The Department of Health has produced guidance for NHS providers on how to avoid “blanket inflationary price increases” from suppliers.
The NHS has been facing inflationary pressures well above the norm and, increasingly, NHS providers are not receiving uplifts in budgets to cover such price increases, says the Department.
“Our goal, as a minimum, is to ensure non-pay expenditure is inflation-free until at least the end of 2015-16,” it tells providers.
The guidance includes templates and examples of best practice to support “supplier management” in NHS organisations. Its proposed approach centres around engaging with suppliers, and initially involves NHS providers writing to suppliers to advise of a zero inflation policy. However, it also calls for this engagement to taken further.
“Suppliers are likely to be facing similar cost pressures, and this is an opportunity to work together not only to find ways of avoiding inflationary costs but also to potentially further reduce costs.

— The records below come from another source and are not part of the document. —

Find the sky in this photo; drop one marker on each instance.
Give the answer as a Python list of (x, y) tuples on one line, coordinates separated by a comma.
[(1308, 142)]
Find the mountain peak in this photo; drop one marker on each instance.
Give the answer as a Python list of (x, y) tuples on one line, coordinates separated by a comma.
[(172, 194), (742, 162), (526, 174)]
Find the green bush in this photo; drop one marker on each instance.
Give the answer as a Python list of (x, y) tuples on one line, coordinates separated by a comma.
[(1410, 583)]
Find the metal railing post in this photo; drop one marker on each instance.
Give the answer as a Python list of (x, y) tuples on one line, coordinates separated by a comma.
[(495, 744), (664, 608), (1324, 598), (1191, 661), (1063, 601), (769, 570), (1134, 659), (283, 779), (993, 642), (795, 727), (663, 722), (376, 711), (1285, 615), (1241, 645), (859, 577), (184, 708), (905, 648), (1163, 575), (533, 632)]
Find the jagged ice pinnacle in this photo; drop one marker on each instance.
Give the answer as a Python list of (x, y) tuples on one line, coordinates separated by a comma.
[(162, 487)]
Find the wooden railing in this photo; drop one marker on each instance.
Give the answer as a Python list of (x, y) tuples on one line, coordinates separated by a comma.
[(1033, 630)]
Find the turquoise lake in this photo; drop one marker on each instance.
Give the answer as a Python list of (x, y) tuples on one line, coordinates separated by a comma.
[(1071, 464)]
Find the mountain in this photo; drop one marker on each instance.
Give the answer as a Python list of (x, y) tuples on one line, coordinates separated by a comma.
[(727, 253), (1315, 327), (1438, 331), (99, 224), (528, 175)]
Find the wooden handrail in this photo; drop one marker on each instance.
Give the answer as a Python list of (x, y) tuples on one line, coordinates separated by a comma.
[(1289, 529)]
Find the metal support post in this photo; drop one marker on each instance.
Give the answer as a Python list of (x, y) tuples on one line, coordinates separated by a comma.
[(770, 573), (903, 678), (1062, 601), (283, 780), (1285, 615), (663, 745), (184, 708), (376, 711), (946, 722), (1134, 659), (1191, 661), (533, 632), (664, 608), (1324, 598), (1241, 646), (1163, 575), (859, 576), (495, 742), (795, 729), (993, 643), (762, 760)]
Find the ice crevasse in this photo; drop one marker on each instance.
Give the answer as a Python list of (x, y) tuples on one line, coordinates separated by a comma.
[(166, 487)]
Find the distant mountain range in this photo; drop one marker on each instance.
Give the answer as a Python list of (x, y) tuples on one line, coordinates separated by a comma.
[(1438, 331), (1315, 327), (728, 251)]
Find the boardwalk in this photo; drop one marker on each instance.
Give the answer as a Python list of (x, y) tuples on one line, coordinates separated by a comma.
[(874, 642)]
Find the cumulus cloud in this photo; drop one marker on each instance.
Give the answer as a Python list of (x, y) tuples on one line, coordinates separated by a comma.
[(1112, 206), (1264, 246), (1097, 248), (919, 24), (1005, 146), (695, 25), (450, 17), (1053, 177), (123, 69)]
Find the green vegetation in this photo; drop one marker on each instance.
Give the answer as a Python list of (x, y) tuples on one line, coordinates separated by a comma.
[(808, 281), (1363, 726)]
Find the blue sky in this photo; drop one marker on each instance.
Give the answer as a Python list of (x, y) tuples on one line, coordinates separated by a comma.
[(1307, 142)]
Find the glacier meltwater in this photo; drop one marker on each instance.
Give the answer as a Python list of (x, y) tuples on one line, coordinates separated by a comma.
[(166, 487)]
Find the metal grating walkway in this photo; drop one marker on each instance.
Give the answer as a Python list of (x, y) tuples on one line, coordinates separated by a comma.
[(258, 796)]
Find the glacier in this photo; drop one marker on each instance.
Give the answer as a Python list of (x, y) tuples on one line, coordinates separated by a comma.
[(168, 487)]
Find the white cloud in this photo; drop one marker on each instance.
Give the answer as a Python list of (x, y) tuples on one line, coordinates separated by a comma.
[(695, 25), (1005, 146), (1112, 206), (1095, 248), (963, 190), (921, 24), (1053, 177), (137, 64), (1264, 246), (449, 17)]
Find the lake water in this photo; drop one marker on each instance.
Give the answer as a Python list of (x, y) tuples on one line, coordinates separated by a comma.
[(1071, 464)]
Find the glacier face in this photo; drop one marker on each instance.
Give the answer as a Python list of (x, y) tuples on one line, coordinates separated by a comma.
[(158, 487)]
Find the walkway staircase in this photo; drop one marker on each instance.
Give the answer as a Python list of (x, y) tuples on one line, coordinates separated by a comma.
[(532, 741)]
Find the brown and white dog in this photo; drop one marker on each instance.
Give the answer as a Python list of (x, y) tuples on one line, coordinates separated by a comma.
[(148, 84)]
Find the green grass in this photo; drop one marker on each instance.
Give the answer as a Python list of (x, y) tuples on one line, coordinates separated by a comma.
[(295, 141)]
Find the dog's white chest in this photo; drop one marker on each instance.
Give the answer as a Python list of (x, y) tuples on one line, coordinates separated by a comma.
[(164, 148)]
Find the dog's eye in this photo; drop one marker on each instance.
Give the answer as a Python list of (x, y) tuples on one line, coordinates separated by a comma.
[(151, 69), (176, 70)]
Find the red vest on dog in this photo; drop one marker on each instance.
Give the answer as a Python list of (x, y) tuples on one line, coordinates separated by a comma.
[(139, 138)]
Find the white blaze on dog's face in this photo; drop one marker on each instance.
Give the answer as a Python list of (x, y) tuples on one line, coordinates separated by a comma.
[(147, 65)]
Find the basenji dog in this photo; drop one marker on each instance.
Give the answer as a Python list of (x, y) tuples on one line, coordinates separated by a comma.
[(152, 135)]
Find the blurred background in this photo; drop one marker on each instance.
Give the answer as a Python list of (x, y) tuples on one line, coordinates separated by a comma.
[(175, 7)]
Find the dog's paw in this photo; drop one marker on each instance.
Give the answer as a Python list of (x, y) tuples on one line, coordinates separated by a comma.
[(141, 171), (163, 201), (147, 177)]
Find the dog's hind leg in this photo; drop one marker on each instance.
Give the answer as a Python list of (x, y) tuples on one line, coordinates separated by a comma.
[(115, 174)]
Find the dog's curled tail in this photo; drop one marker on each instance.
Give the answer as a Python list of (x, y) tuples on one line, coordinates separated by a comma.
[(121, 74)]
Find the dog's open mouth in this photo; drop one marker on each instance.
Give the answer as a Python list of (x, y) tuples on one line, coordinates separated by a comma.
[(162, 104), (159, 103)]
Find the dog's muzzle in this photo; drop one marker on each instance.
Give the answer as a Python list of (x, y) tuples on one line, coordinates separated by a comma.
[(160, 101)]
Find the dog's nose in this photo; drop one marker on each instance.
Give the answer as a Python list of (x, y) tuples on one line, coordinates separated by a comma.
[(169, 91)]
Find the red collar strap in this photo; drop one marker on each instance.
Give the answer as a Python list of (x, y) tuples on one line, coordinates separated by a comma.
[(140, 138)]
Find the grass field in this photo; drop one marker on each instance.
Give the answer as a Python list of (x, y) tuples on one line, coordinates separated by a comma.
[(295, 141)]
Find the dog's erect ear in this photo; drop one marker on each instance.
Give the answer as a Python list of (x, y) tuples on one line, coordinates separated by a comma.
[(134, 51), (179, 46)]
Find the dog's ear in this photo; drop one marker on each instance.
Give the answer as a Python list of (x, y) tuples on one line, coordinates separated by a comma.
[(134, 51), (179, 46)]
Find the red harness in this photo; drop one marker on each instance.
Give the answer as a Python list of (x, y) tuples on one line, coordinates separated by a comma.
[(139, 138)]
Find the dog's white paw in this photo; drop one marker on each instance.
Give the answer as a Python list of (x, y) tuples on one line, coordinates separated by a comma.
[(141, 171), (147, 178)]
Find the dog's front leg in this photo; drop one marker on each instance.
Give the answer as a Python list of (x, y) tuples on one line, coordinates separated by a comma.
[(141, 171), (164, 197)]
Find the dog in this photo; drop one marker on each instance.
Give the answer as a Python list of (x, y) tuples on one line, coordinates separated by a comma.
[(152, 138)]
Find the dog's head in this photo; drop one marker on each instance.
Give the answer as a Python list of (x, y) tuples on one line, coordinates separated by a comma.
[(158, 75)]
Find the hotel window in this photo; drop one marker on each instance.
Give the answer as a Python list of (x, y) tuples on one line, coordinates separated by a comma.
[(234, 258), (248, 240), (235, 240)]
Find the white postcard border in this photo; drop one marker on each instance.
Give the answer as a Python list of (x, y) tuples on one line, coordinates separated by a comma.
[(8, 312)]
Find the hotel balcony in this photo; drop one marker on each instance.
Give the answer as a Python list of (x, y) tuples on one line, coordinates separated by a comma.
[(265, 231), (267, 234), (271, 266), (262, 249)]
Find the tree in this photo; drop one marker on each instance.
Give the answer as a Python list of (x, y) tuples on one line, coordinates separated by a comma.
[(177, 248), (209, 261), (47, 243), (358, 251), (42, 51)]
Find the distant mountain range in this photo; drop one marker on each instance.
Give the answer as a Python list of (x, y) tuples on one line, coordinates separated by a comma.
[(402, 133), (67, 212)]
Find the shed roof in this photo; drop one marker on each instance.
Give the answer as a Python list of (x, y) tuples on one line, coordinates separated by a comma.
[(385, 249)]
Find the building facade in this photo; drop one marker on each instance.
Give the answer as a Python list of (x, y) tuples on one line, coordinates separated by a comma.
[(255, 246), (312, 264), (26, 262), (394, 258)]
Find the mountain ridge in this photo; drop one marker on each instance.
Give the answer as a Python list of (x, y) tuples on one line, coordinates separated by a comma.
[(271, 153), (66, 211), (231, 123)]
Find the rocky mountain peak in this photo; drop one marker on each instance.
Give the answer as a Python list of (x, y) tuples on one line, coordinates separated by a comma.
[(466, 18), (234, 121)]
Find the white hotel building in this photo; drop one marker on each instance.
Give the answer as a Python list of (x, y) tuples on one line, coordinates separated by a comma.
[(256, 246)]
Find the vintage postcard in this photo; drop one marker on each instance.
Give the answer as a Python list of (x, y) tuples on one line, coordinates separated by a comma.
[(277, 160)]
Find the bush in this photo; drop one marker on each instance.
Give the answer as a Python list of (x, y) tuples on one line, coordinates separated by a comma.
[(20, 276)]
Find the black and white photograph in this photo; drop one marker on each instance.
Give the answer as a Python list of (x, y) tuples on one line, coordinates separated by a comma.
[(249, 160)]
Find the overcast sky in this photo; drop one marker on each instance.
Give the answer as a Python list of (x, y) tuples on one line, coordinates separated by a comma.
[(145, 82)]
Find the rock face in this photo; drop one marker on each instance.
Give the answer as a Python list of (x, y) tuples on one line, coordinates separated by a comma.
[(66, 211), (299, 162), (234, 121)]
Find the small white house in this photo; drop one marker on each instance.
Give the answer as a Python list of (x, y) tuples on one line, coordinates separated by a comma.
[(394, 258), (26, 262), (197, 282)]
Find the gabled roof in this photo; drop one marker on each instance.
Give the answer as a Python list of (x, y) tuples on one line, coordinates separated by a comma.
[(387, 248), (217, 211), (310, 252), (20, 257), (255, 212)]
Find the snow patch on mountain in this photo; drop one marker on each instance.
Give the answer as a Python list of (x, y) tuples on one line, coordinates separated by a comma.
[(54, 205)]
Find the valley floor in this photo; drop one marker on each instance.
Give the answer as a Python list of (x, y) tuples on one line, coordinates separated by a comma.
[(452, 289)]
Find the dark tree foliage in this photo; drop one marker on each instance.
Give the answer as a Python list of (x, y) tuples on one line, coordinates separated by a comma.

Zero inflation should be seen as a minimum target, with the idea outcome being below-inflation costs,” the Department says.
Providers are advised to send suppliers a personalised letter, the main purposes of which are: to advise suppliers that the provider is facing major financial challenges and, as such, is not in a position to accept price increases; to request written confirmation that there will not be any price increases over the coming year; and to invite suppliers to work in partnership, to identify potential cost-saving activities.
This collaborative approach has “numerous” benefits for both parties, it says. For providers, these include:
- savings generated across the organisation;
- sending a clear message to suppliers that price increases are not acceptable under current financial pressures;
- giving visibility of the procurement department to suppliers;
- the opportunity to identify and deliver further cost-saving initiatives, with buyers and suppliers working together;
- raising the profile of procurement, demonstrating that the procurement department can make a difference; and
- collaborative working across the organisation, with a common goal of making savings to protect front-line staff.
And the benefits for suppliers include the:
- ability to develop partnership relationships with the procurement team;
- opportunity to present new/alternative products;
- opportunity to meet decision-makers, including clinicians; and
- potentially to introduce mutually-beneficial cost-saving initiatives.
One example of the benefits of adopting a zero inflation policy given in the guidance is at Central Manchester University Hospitals NHS Foundation Trust, where it has resulted in generated inflationary cost avoidance of over £2 million in the financial year 2012-13 and over £1 million logged up until January in fiscal year 2013-14.